Les colonnes d’assaut avaient ordre de prendre position, dans la nuit du 28 au 29 septembre, au pied des hauteurs de Chorak et de se tenir prêtes à attaquer à quatre heures du matin. Le général Maydel, commandant la colonne de droite, après avoir fait occuper par deux compagnies d’infanterie et une batterie d’artillerie légère la colline de Moukha, dernier contre-fort du plateau, devait se porter contre les lignes de Tachmas ; le général Kowaleyski, commandant la colonne de gauche, contre les lignes de Rennison. La colonne du centre, sous les ordres du général prince Gagarin, attendait en position que l’action s’engageât pour agir suivant les circonstances. Enfin les réserves, sous les ordres du général Brummer, demeuraient au pont de Koutchouk-Keuï, en arrière de la colline de Moukha. Les généraux Bazin et Baklanof devaient attaquer du côté du nord les lignes anglaises, le général comte Nyrod s’avancer dans la plaine de Kars, et exécuter ainsi, du côté du sud, une démonstration contre la partie inférieure du camp retranché.

La concentration des troupes russes s’accomplit sans attirer l’attention des Turcs. Des bruits lointains de voitures en marche, des allées et des venues de lanternes furent bien observés pendant la nuit, mais nul n’y attacha d’importance, tant chacun était persuadé que les Russes allaient battre en retraite.

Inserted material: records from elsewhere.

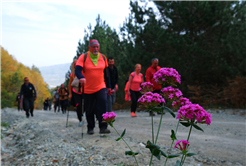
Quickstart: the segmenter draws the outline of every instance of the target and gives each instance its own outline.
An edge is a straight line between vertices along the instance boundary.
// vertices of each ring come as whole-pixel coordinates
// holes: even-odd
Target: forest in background
[[[37,100],[34,102],[35,109],[43,108],[43,100],[51,97],[48,85],[44,82],[39,69],[31,68],[18,63],[3,47],[0,46],[0,108],[17,105],[16,96],[20,92],[24,77],[28,77],[36,89]]]
[[[134,65],[140,63],[145,74],[151,59],[158,58],[161,67],[179,72],[178,88],[191,101],[246,107],[245,0],[130,0],[130,10],[118,32],[98,15],[95,27],[85,29],[74,56],[78,59],[88,50],[89,40],[97,39],[100,52],[115,58],[118,104],[124,103],[125,82]]]

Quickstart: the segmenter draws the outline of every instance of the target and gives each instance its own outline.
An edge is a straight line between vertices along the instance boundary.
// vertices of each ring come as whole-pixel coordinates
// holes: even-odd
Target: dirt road
[[[230,115],[225,111],[207,110],[212,115],[212,124],[207,126],[206,124],[200,125],[204,132],[193,129],[190,137],[190,152],[197,153],[198,155],[188,158],[186,165],[246,165],[246,123],[245,117],[238,115]],[[240,110],[239,110],[240,111]],[[241,110],[245,111],[245,110]],[[124,152],[129,150],[123,141],[116,142],[114,139],[118,138],[117,133],[109,126],[111,133],[107,137],[102,137],[98,132],[98,125],[96,124],[95,134],[86,134],[86,124],[83,127],[83,139],[81,137],[82,128],[77,127],[78,120],[76,113],[70,111],[69,127],[65,128],[66,115],[56,114],[53,111],[35,110],[34,117],[25,118],[24,112],[18,112],[14,109],[7,109],[1,115],[3,120],[9,121],[18,118],[18,125],[12,127],[15,131],[17,126],[23,126],[25,124],[38,124],[43,128],[47,128],[53,133],[59,135],[62,139],[67,139],[70,142],[82,145],[85,148],[96,146],[101,150],[103,154],[112,152],[117,154],[114,159],[107,156],[109,160],[112,160],[113,164],[134,164],[134,160],[130,156],[125,156]],[[233,111],[232,111],[233,112]],[[114,122],[115,128],[122,133],[126,129],[124,138],[132,146],[133,151],[140,152],[137,156],[140,165],[147,165],[149,162],[150,153],[149,150],[144,147],[144,144],[148,140],[151,140],[151,117],[146,112],[138,112],[136,118],[130,117],[128,110],[115,111],[117,114],[116,121]],[[160,115],[154,116],[154,128],[155,134],[159,124]],[[169,113],[166,113],[162,120],[161,131],[157,144],[163,151],[167,151],[170,147],[171,129],[175,130],[177,125],[177,119],[174,119]],[[189,128],[179,125],[177,138],[178,140],[187,139]],[[5,143],[7,140],[5,140]],[[7,147],[5,147],[7,148]],[[174,150],[174,153],[178,151]],[[164,158],[160,161],[154,159],[154,165],[164,165]],[[168,165],[173,165],[177,159],[169,161]],[[83,165],[83,164],[82,164]]]

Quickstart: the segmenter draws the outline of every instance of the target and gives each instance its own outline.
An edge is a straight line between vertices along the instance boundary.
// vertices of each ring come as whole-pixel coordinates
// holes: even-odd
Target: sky
[[[98,14],[119,30],[129,7],[129,0],[1,0],[1,46],[28,67],[69,63]]]

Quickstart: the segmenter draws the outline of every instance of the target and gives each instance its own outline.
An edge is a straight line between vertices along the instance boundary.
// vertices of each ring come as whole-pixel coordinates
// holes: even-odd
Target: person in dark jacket
[[[36,100],[36,90],[32,83],[29,82],[28,77],[24,78],[24,84],[21,86],[20,96],[23,95],[24,110],[26,117],[29,118],[29,112],[33,116],[34,100]]]
[[[20,93],[18,93],[18,95],[16,96],[16,100],[15,100],[16,102],[17,102],[17,107],[18,107],[18,111],[20,111],[20,110],[22,110],[21,108],[20,108],[20,101],[21,101],[21,95],[20,95]]]
[[[110,76],[110,84],[111,84],[111,93],[108,94],[108,112],[112,112],[112,106],[115,103],[116,99],[116,91],[118,90],[118,70],[114,65],[114,58],[108,58],[108,70]]]
[[[57,91],[55,92],[53,96],[54,112],[56,112],[56,108],[57,108],[57,112],[60,112],[59,91],[60,91],[60,88],[57,89]]]
[[[68,104],[67,95],[68,95],[68,90],[67,88],[64,87],[64,84],[62,84],[59,91],[59,100],[60,100],[61,110],[63,114],[66,113],[66,109],[67,109],[67,104]]]

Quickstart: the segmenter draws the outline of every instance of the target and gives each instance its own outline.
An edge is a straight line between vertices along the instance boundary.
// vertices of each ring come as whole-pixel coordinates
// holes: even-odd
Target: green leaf
[[[129,155],[129,156],[136,156],[138,155],[139,153],[137,152],[133,152],[133,151],[125,151],[125,155]]]
[[[187,157],[191,157],[191,156],[194,156],[194,155],[197,155],[196,153],[187,153],[186,156]]]
[[[164,157],[167,157],[166,153],[164,153],[163,151],[161,151],[161,155],[163,155]]]
[[[119,140],[121,140],[121,138],[122,138],[122,137],[119,137],[119,138],[117,138],[115,141],[119,141]]]
[[[158,160],[161,159],[161,151],[160,151],[160,149],[154,149],[151,153],[152,153]]]
[[[181,166],[181,162],[179,160],[177,160],[176,164],[174,166]]]
[[[126,133],[126,129],[122,132],[121,136],[119,138],[117,138],[115,141],[121,140],[121,138],[123,138],[123,136],[125,135],[125,133]]]
[[[190,123],[187,123],[187,122],[180,122],[183,126],[185,127],[189,127],[190,126]]]
[[[172,130],[171,132],[172,132],[172,134],[171,134],[171,139],[172,139],[172,140],[176,140],[177,138],[176,138],[176,135],[175,135],[174,130]]]
[[[126,133],[126,129],[122,132],[122,134],[121,134],[121,138],[125,135],[125,133]]]
[[[160,160],[161,154],[166,155],[164,152],[160,150],[160,147],[158,145],[155,145],[151,143],[150,141],[147,141],[146,148],[148,148],[151,154],[153,154],[158,160]]]
[[[204,132],[203,129],[201,127],[197,126],[196,124],[192,124],[192,126],[194,126],[197,130]]]
[[[179,157],[179,154],[169,154],[167,156],[167,158],[171,159],[171,158],[175,158],[175,157]]]
[[[165,109],[167,112],[169,112],[174,118],[176,117],[176,115],[174,114],[174,112],[173,112],[170,108],[164,106],[164,109]]]
[[[160,149],[158,145],[155,145],[150,141],[147,141],[146,148],[150,149],[150,151],[152,151],[153,149]]]

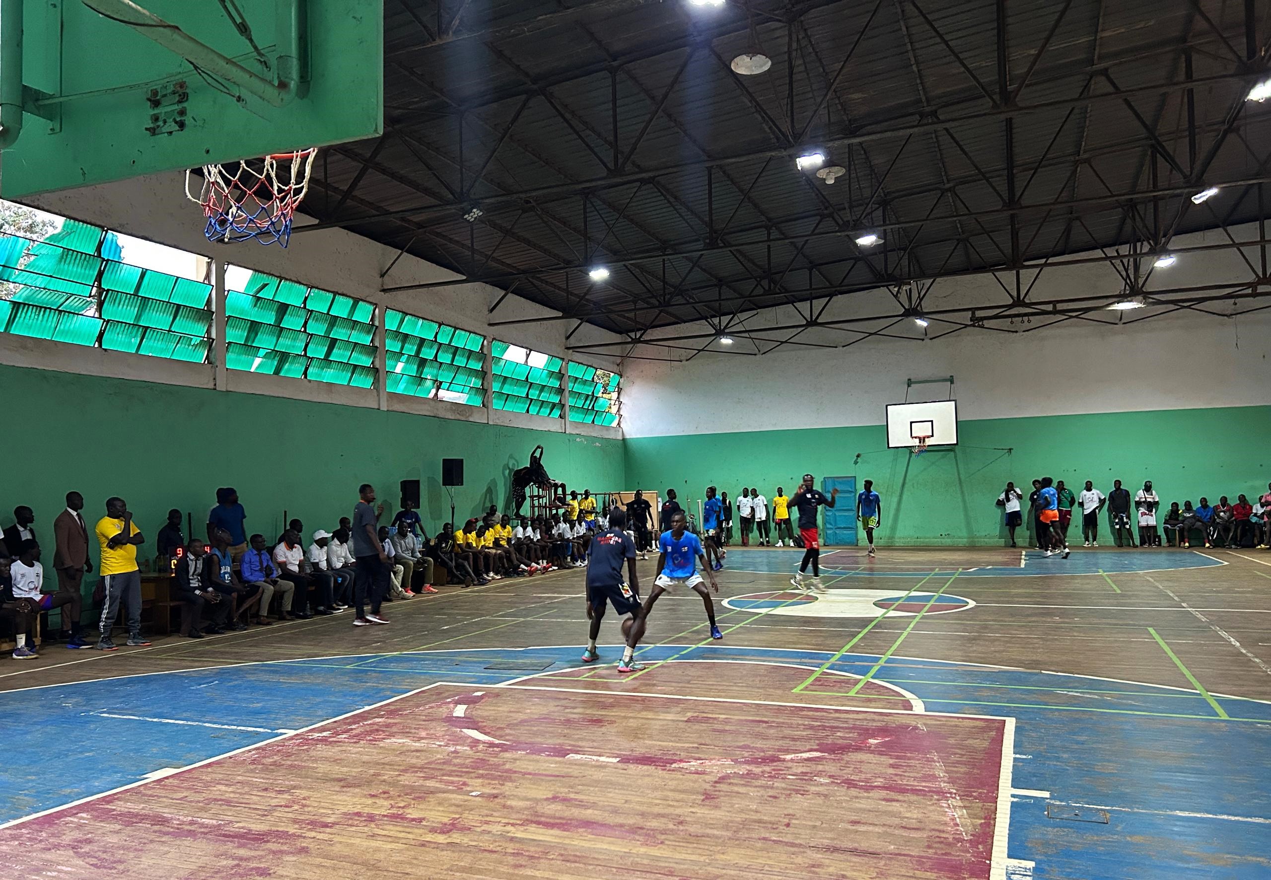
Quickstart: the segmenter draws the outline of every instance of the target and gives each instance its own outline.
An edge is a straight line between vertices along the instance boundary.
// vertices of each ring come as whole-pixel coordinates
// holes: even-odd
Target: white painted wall
[[[1233,233],[1238,240],[1257,238],[1256,228]],[[1211,231],[1181,237],[1176,244],[1211,243],[1220,235]],[[1254,267],[1260,266],[1256,248],[1247,248],[1246,254]],[[1251,275],[1235,252],[1196,253],[1181,257],[1168,276],[1158,271],[1148,286],[1239,284]],[[1024,284],[1030,280],[1026,275]],[[1013,277],[1008,281],[1003,276],[1003,281],[1013,284]],[[1031,298],[1096,294],[1111,298],[1118,290],[1120,278],[1110,266],[1074,266],[1047,270]],[[886,292],[845,296],[834,303],[824,319],[881,314],[887,306],[883,300],[895,309]],[[1002,287],[993,277],[979,276],[937,282],[928,306],[1003,300]],[[1143,313],[1130,312],[1126,318]],[[782,338],[792,331],[765,332],[765,328],[802,320],[792,309],[755,314],[731,328],[733,350],[754,351],[747,332]],[[1033,324],[1018,324],[1014,329],[1027,331],[1041,323],[1043,319],[1037,318]],[[686,336],[704,329],[708,328],[676,327],[657,334]],[[929,332],[947,329],[951,327],[932,322]],[[1126,326],[1068,320],[1038,332],[969,328],[932,341],[923,341],[921,331],[910,320],[891,332],[911,338],[871,338],[827,348],[784,346],[763,356],[703,354],[686,362],[630,360],[623,373],[625,435],[882,425],[886,404],[905,399],[906,379],[948,375],[955,376],[953,395],[963,421],[1271,404],[1271,310],[1239,318],[1182,310]],[[860,337],[815,329],[796,338],[844,346]],[[704,342],[679,345],[700,347]],[[676,356],[662,348],[641,354]],[[1188,366],[1182,365],[1185,356]],[[915,385],[909,389],[909,399],[943,398],[947,388]]]
[[[384,304],[526,348],[605,369],[619,369],[618,361],[605,354],[588,355],[567,351],[566,333],[571,327],[568,322],[489,327],[492,320],[555,313],[513,294],[503,300],[497,312],[489,314],[488,309],[502,295],[502,291],[488,285],[465,284],[435,290],[383,294],[380,289],[384,286],[459,280],[463,276],[407,254],[398,259],[393,271],[381,280],[381,272],[394,261],[397,251],[343,229],[296,233],[287,248],[262,247],[254,243],[212,244],[203,237],[202,211],[198,205],[186,198],[184,174],[155,174],[119,183],[44,193],[27,200],[27,202],[53,214],[107,226],[114,231],[226,261],[245,268],[292,278],[324,290]],[[297,228],[311,223],[314,223],[313,219],[296,215]],[[588,324],[580,328],[569,342],[582,345],[610,342],[618,338],[613,333]],[[212,365],[174,364],[142,355],[99,351],[9,334],[0,334],[0,362],[348,406],[372,408],[380,406],[379,393],[375,389],[347,388],[329,383],[257,375],[236,370],[226,370],[221,380],[216,382]],[[515,427],[563,430],[592,436],[622,436],[618,427],[566,423],[562,420],[487,411],[408,395],[389,394],[386,397],[386,408],[395,411],[465,421],[488,420],[492,423]]]

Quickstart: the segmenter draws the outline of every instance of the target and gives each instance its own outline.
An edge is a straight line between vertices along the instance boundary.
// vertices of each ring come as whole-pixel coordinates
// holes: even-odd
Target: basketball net
[[[254,239],[287,247],[291,219],[309,191],[316,153],[316,148],[309,148],[250,162],[203,165],[203,186],[197,196],[189,191],[187,170],[186,197],[202,205],[207,240]]]

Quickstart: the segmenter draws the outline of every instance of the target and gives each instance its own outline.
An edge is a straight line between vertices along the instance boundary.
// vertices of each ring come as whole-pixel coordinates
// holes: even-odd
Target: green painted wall
[[[806,472],[817,486],[822,476],[855,474],[882,495],[880,543],[993,544],[1007,535],[994,500],[1008,479],[1026,496],[1035,477],[1051,476],[1074,492],[1087,479],[1104,493],[1113,479],[1131,491],[1152,479],[1167,505],[1201,495],[1234,501],[1239,492],[1266,491],[1267,436],[1271,407],[963,421],[958,446],[916,458],[888,450],[882,425],[629,437],[627,482],[675,488],[695,507],[712,483],[730,497],[744,485],[771,497],[777,486],[791,493]]]
[[[5,403],[0,525],[13,509],[36,511],[36,533],[52,558],[52,521],[70,490],[83,492],[94,523],[104,501],[128,502],[154,556],[154,538],[178,507],[203,534],[217,486],[234,486],[248,528],[269,540],[289,516],[305,529],[334,529],[376,486],[398,510],[402,479],[421,479],[421,515],[430,532],[450,518],[441,459],[465,459],[456,518],[510,497],[511,473],[535,444],[555,479],[592,490],[623,486],[623,444],[577,435],[498,427],[258,394],[212,392],[0,366]],[[390,514],[389,514],[390,516]]]

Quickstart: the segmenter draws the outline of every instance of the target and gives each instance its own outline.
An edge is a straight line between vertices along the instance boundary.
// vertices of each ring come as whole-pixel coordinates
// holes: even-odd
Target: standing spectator
[[[18,558],[22,554],[22,546],[36,539],[36,532],[31,528],[36,521],[36,514],[23,505],[13,509],[13,519],[14,524],[4,530],[4,546],[9,548],[10,556]]]
[[[666,490],[666,501],[662,502],[662,515],[658,519],[662,532],[671,530],[671,518],[683,510],[680,502],[675,500],[675,490]]]
[[[282,580],[280,574],[278,566],[273,565],[273,560],[269,557],[264,535],[252,535],[249,549],[239,562],[239,575],[244,585],[261,591],[261,608],[255,622],[262,627],[271,623],[268,617],[269,600],[273,599],[275,594],[278,595],[278,619],[291,619],[287,609],[291,608],[291,602],[295,599],[296,585]]]
[[[1041,497],[1041,481],[1033,481],[1033,491],[1028,493],[1028,519],[1032,520],[1033,525],[1033,546],[1038,549],[1045,549],[1042,543],[1042,537],[1049,532],[1049,526],[1042,526],[1041,521],[1041,504],[1038,498]]]
[[[114,651],[111,628],[119,613],[119,603],[128,607],[128,645],[144,647],[150,643],[141,637],[141,570],[137,567],[137,547],[146,543],[141,529],[132,521],[132,512],[123,498],[105,501],[105,516],[97,521],[97,543],[102,546],[102,619],[98,624],[99,651]]]
[[[221,624],[230,613],[230,603],[220,593],[207,588],[203,579],[203,565],[207,562],[207,544],[198,538],[189,542],[187,553],[177,563],[173,575],[177,579],[175,596],[189,605],[189,628],[183,636],[202,638],[203,633],[219,636],[225,632]],[[207,621],[206,626],[203,621]]]
[[[791,526],[791,500],[785,497],[785,490],[777,487],[773,496],[773,520],[777,523],[777,546],[783,547],[785,542],[794,546],[794,529]]]
[[[389,588],[389,557],[376,535],[376,523],[384,512],[384,505],[371,507],[375,502],[375,487],[362,483],[357,488],[358,501],[353,506],[353,557],[356,560],[357,580],[353,586],[353,603],[357,607],[355,627],[371,623],[388,623],[380,617],[380,603]],[[371,610],[366,613],[370,599]]]
[[[88,525],[84,524],[84,496],[66,493],[66,510],[53,520],[53,571],[57,572],[57,591],[69,598],[62,607],[62,633],[66,647],[93,647],[84,641],[80,615],[84,608],[84,575],[93,571],[88,558]],[[67,627],[67,623],[70,627]]]
[[[296,525],[302,525],[299,520],[292,520]],[[305,548],[300,546],[300,533],[289,528],[282,533],[282,539],[273,548],[273,563],[278,568],[278,576],[291,581],[296,591],[291,596],[291,615],[308,621],[313,617],[309,613],[309,576],[304,572]],[[316,613],[327,615],[325,598],[319,594]]]
[[[1232,505],[1232,521],[1235,529],[1235,546],[1244,547],[1244,538],[1248,537],[1253,539],[1253,524],[1249,519],[1253,516],[1253,505],[1249,500],[1240,495],[1235,498],[1235,504]],[[1257,542],[1253,542],[1254,544]]]
[[[1078,497],[1082,505],[1082,537],[1085,538],[1087,547],[1099,546],[1099,512],[1103,510],[1103,492],[1094,488],[1094,483],[1085,481],[1085,488]]]
[[[1228,502],[1224,495],[1214,505],[1214,533],[1216,535],[1215,544],[1221,542],[1221,547],[1232,546],[1232,534],[1235,530],[1235,512],[1232,510],[1230,502]]]
[[[1215,530],[1214,530],[1214,509],[1209,504],[1209,498],[1201,497],[1200,504],[1196,505],[1196,516],[1204,523],[1201,532],[1205,533],[1205,546],[1213,547]]]
[[[1144,544],[1144,542],[1143,542],[1143,534],[1140,534],[1139,535],[1139,546],[1140,547],[1159,547],[1160,546],[1160,535],[1157,534],[1157,507],[1160,506],[1160,498],[1157,496],[1155,492],[1152,491],[1152,481],[1150,479],[1144,481],[1143,488],[1140,488],[1138,492],[1134,493],[1134,506],[1139,511],[1139,525],[1140,526],[1143,525],[1143,514],[1144,514],[1144,511],[1152,514],[1152,516],[1150,516],[1152,523],[1149,525],[1149,528],[1152,529],[1150,540],[1148,540],[1146,544]]]
[[[180,530],[180,511],[173,507],[168,511],[168,521],[159,529],[155,538],[155,552],[163,560],[177,556],[177,548],[186,546],[186,535]]]
[[[770,547],[773,534],[768,523],[768,498],[759,493],[754,486],[750,488],[750,507],[755,518],[755,538],[760,547]]]
[[[1073,490],[1064,486],[1064,481],[1060,479],[1055,483],[1055,492],[1059,496],[1059,530],[1064,535],[1064,546],[1068,546],[1068,526],[1073,521],[1073,505],[1077,504],[1077,496],[1073,495]]]
[[[412,572],[421,572],[423,582],[419,593],[436,593],[437,590],[432,586],[432,560],[419,549],[419,540],[411,532],[409,525],[407,521],[398,521],[397,532],[389,535],[389,540],[393,542],[393,551],[397,554],[395,558],[403,568],[409,563]],[[411,579],[404,577],[403,580],[405,581],[405,586],[409,588]]]
[[[216,506],[207,511],[207,538],[212,540],[216,529],[225,529],[230,535],[230,557],[235,563],[247,553],[247,529],[243,526],[245,519],[247,511],[239,504],[238,490],[216,490]]]
[[[1121,481],[1112,481],[1112,492],[1108,495],[1108,515],[1112,518],[1112,539],[1117,547],[1121,543],[1121,529],[1125,529],[1125,540],[1134,547],[1134,532],[1130,528],[1130,490],[1121,488]]]
[[[397,526],[402,523],[405,523],[407,529],[416,537],[423,530],[423,520],[419,519],[419,511],[409,501],[403,504],[402,510],[397,511],[393,516],[393,530],[395,532]]]
[[[653,515],[653,505],[644,497],[644,492],[636,490],[636,497],[627,502],[627,518],[636,530],[636,547],[639,549],[639,558],[648,558],[648,520]]]
[[[721,538],[723,539],[723,546],[727,547],[732,543],[732,501],[728,500],[727,492],[719,493],[719,504],[722,505],[719,515],[723,518],[723,534],[721,534]],[[647,560],[648,553],[642,553],[639,558]]]
[[[755,502],[746,486],[741,487],[737,497],[737,516],[741,519],[741,546],[750,547],[750,530],[755,528]]]
[[[1179,511],[1182,514],[1182,521],[1178,525],[1178,538],[1183,547],[1191,547],[1191,533],[1192,530],[1200,532],[1201,539],[1205,546],[1209,547],[1209,524],[1205,523],[1196,510],[1191,506],[1191,500],[1183,501],[1183,509]]]
[[[1040,486],[1041,483],[1038,483]],[[998,496],[998,506],[1004,509],[1007,515],[1007,530],[1010,533],[1010,546],[1016,547],[1016,529],[1023,523],[1023,515],[1019,512],[1019,502],[1023,501],[1024,493],[1016,488],[1016,485],[1007,481],[1007,487],[1002,490],[1002,495]]]
[[[328,546],[330,544],[330,532],[318,529],[314,532],[314,540],[309,544],[309,576],[318,586],[319,602],[334,614],[348,608],[348,599],[353,593],[353,572],[339,571],[330,565]]]

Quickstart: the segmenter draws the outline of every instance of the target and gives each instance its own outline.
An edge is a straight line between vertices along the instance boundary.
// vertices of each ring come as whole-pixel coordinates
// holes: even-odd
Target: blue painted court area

« La veille encore rien n’était changé dans l’aspect de leurs campemens, dit le général Kméty[1]. Le coup de canon du soir fut tiré comme d’habitude, puis tout rentra dans le silence. La nuit s’écoula ainsi, mais à trois heures du matin des hommes hors d’haleine vinrent à mon quartier-général m’annoncer l’approche des Russes. Après avoir donné sur toute la ligne l’ordre de prendre sans bruit les armes, je me rendis aux avant-postes pour m’assurer par moi-même de l’exactitude de ces rapports. La nuit était claire, la lune encore, sur l’horizon ; néanmoins il était impossible de rien distinguer au fond de la vallée. Seulement de grands espaces sombres offraient avec le sol environnant le contraste des champs labourés au milieu des chaumes. En y regardant plus attentivement, ces champs labourés semblaient se mouvoir ; ils s’arrêtaient, puis s’avançaient de nouveau. J’approchai mon oreille du sol ; il m’apporta le bruit sourd et régulier que produit le pas de l’infanterie en marche. Plus de doute, les Russes se disposaient à nous attaquer. En effet, je vis bientôt après deux grosses colonnes se diriger, l’une sur les lignes de Tachmas, l’autre sur les lignes de Rennison. Ces dernières étaient la partie faible de la position : elles étaient situées du côté le moins escarpé du plateau, et consistaient en un simple retranchement, tandis que la partie de la flèche de Tachmas qui avait été fermée à la gorge offrait aux troupes de Hussein-Pacha un asile où elles pouvaient se maintenir. En conséquence, je me contentai d’envoyer un bataillon de renfort à Hussein-Pacha, et je gardai avec moi l’autre bataillon et les cinq

  1. A Narrative of the Defence of Kars on the 29 septembre 1855, by George Kméty ; London 1856.